- Theatrical release poster
- Directed by: Jayashankarr
- Written by: Jayashankarr
- Produced by: Srinivas Reddy Ramireddy; Thimmappa Naidu Purimetla; D. Seshu Maramreddy;
- Starring: P. Sai Kumar; Subhalekha Sudhakar; Anasuya Bharadwaj; Srikanth Iyengar; Harsha Chemudu; Surabhi Prabhavathi; Vinod Varma; Surya Purimetla;
- Cinematography: G. Krishna Prasad
- Edited by: G. Avinash
- Music by: Anup Rubens
- Production companies: Arvy Cinemas; Sree Cinema Studios;
- Release date: 10 October 2025;
- Running time: 112 minutes
- Country: India
- Language: Telugu

= Ari: My Name Is Nobody =

2025 Indian Telugu film by Jayashankarr

Ari: My Name Is Nobody is a 2025 Indian Telugu-language fantasy drama film written and directed by Jayashankarr. The film has an ensemble cast including P. Sai Kumar, Subhalekha Sudhakar, Anasuya Bharadwaj, Srikanth Iyengar, Harsha Chemudu, Surabhi Prabhavathi, Vinod Varma and Surya Purimetla.

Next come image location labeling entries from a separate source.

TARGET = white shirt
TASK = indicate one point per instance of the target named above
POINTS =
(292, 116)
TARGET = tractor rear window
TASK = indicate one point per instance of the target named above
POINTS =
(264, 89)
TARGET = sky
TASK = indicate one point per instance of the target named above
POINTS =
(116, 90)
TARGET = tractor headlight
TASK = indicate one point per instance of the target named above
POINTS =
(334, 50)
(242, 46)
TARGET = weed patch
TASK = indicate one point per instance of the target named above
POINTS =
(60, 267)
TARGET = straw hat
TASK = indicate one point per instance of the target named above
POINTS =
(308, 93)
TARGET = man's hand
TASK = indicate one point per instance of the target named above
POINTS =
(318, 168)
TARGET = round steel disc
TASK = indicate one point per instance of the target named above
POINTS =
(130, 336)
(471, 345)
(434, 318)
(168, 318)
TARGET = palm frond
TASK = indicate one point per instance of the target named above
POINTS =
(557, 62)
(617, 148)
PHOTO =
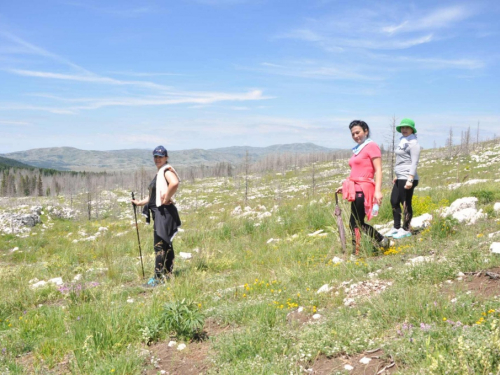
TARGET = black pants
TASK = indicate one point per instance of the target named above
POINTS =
(401, 196)
(357, 221)
(164, 256)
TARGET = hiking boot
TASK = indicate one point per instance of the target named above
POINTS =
(392, 232)
(401, 234)
(153, 282)
(385, 244)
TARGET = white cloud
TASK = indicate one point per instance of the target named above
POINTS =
(156, 95)
(437, 19)
(15, 123)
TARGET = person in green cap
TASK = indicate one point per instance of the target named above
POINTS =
(407, 155)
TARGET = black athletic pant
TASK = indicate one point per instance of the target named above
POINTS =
(164, 256)
(357, 219)
(401, 196)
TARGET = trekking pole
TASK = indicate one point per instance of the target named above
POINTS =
(138, 239)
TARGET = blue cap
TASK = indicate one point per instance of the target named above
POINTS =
(160, 151)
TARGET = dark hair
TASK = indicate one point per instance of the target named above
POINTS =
(361, 123)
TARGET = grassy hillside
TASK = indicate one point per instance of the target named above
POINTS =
(69, 158)
(254, 281)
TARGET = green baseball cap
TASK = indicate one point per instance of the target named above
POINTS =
(407, 122)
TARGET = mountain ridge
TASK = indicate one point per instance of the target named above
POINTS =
(74, 159)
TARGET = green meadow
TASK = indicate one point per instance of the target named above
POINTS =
(248, 300)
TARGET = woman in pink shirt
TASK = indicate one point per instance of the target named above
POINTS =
(363, 187)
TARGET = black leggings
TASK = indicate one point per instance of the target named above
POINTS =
(401, 196)
(164, 256)
(357, 220)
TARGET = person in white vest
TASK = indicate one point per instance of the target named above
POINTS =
(407, 156)
(165, 215)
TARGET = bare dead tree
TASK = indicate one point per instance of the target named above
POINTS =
(247, 166)
(449, 143)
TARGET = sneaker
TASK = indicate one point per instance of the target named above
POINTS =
(392, 232)
(401, 234)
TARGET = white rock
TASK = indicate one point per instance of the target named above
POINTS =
(460, 204)
(420, 259)
(491, 235)
(324, 289)
(337, 260)
(349, 301)
(468, 215)
(495, 247)
(38, 284)
(56, 281)
(421, 221)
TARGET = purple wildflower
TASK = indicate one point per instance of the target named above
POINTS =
(425, 327)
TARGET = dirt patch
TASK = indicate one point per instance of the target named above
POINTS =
(482, 283)
(193, 360)
(379, 363)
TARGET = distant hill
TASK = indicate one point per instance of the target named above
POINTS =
(6, 163)
(73, 159)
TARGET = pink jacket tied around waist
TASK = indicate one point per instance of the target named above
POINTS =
(368, 188)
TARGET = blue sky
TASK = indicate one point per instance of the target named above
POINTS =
(107, 75)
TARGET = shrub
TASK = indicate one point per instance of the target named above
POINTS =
(443, 227)
(484, 196)
(184, 318)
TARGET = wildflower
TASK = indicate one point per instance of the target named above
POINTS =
(425, 327)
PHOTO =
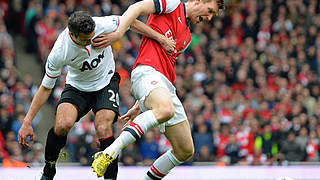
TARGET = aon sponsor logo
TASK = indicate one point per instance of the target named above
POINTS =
(93, 64)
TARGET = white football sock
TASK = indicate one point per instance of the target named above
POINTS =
(162, 166)
(141, 124)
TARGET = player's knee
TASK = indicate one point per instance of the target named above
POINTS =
(104, 127)
(165, 112)
(188, 153)
(184, 153)
(62, 129)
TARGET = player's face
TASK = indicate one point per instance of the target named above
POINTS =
(84, 39)
(205, 11)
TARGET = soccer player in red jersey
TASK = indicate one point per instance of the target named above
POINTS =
(152, 81)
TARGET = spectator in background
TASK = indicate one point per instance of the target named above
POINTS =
(266, 142)
(313, 147)
(202, 138)
(291, 150)
(257, 158)
(232, 150)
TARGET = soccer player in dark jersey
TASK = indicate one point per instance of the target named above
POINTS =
(152, 81)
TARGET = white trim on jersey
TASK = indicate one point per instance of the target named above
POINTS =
(166, 6)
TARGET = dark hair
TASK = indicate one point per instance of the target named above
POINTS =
(221, 5)
(80, 22)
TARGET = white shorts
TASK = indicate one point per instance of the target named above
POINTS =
(144, 79)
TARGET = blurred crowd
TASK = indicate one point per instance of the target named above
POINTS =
(249, 82)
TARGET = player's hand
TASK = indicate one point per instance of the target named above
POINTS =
(169, 45)
(104, 40)
(129, 116)
(25, 132)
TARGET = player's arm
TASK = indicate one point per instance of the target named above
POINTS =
(144, 7)
(38, 100)
(168, 45)
(53, 70)
(128, 17)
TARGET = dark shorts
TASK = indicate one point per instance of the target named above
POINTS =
(106, 98)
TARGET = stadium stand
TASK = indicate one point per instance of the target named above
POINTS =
(249, 82)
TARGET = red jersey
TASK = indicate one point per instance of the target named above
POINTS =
(169, 20)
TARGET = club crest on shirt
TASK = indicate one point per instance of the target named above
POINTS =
(154, 82)
(93, 64)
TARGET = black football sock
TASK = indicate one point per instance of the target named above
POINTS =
(112, 170)
(53, 146)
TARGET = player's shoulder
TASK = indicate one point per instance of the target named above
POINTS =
(61, 47)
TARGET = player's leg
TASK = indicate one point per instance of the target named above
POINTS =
(160, 110)
(179, 136)
(71, 107)
(66, 116)
(107, 112)
(155, 100)
(178, 132)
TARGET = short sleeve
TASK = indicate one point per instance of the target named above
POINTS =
(107, 24)
(165, 6)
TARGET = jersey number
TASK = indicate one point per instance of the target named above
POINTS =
(114, 98)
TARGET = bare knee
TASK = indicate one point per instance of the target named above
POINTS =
(63, 127)
(103, 123)
(184, 153)
(104, 129)
(164, 113)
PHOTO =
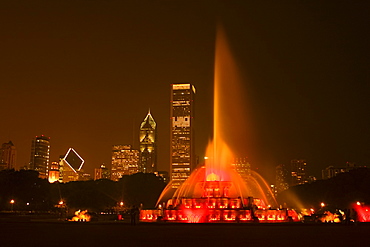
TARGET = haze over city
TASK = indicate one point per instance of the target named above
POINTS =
(85, 73)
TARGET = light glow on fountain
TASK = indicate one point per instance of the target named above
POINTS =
(215, 192)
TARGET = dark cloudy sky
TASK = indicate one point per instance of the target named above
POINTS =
(85, 73)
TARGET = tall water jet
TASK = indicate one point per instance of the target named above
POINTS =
(215, 192)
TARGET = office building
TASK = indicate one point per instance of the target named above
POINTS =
(125, 161)
(40, 152)
(71, 165)
(298, 172)
(54, 172)
(182, 158)
(8, 155)
(281, 178)
(101, 173)
(148, 145)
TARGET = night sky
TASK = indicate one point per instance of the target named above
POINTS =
(85, 74)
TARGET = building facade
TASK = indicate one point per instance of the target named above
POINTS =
(70, 166)
(40, 152)
(148, 145)
(125, 161)
(54, 172)
(182, 158)
(8, 155)
(101, 173)
(332, 171)
(298, 172)
(281, 178)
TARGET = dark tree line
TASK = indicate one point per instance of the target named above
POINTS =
(338, 192)
(31, 193)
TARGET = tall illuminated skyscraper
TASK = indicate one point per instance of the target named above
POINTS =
(298, 172)
(8, 155)
(125, 161)
(148, 144)
(40, 152)
(70, 166)
(182, 156)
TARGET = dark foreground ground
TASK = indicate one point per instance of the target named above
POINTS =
(42, 232)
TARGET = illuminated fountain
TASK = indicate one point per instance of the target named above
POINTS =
(81, 216)
(215, 192)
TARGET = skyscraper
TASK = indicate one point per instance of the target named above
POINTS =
(281, 178)
(101, 173)
(71, 166)
(54, 172)
(148, 145)
(8, 155)
(125, 161)
(298, 172)
(40, 152)
(182, 156)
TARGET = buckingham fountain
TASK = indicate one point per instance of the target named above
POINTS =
(215, 192)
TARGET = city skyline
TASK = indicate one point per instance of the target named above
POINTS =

The film was released on 10 October 2025.

== Cast ==
- P. Sai Kumar as Vipra Narayana Paswan
- Subhalekha Sudhakar as Gunjan
- Anasuya Bharadwaj as Athreyi
- Srikanth Iyengar as Chaitanya
- Harsha Chemudu as Amul Kumar
- Surabhi Prabhavathi as Lakshmi
- Vinod Varma as Krishna
- Surya Purimetla as Surya
- Aamani
- Chammak Chandra
- Suman
- Srinivasa Reddy
- Ridhima Pandit
- Pavani Reddy
- Keshav Deepak
- Saddam Hussain

== Music ==
The background score and songs were composed by Anup Rubens.

Track listing
| No. | Title | Lyrics | Singer(s) | Length |
|---|---|---|---|---|
| 1. | "Chinnari Kittayya" | Kasarla Shyam | Mangli | 5:01 |
| 2. | "Bhaga Bhaga" | Vanamali | Shanmukha Priya, P V N S Rohit | 3:38 |
| 3. | "Theme Of Ari" | Kasarla Shyam | Chorus | 1:55 |
| 4. | "Idi Gamanam, Idi Savanam" | Kalyan Chakravarthy | Chorus | 2:46 |
| 5. | "Let’S Do Some Crazy Party" | Purnachary Challury | Sublahshini, Anup Rubens | 3:29 |

==Release and reception==
Ari: My Name Is Nobody was released on 10 October 2025.

Satya Pulagam of ABP Desam rated the film 2.75 out of 5 and appreciated the performances, and story while opining that the screenplay, and technical values are weak. Eenadu also echoed the same in their review.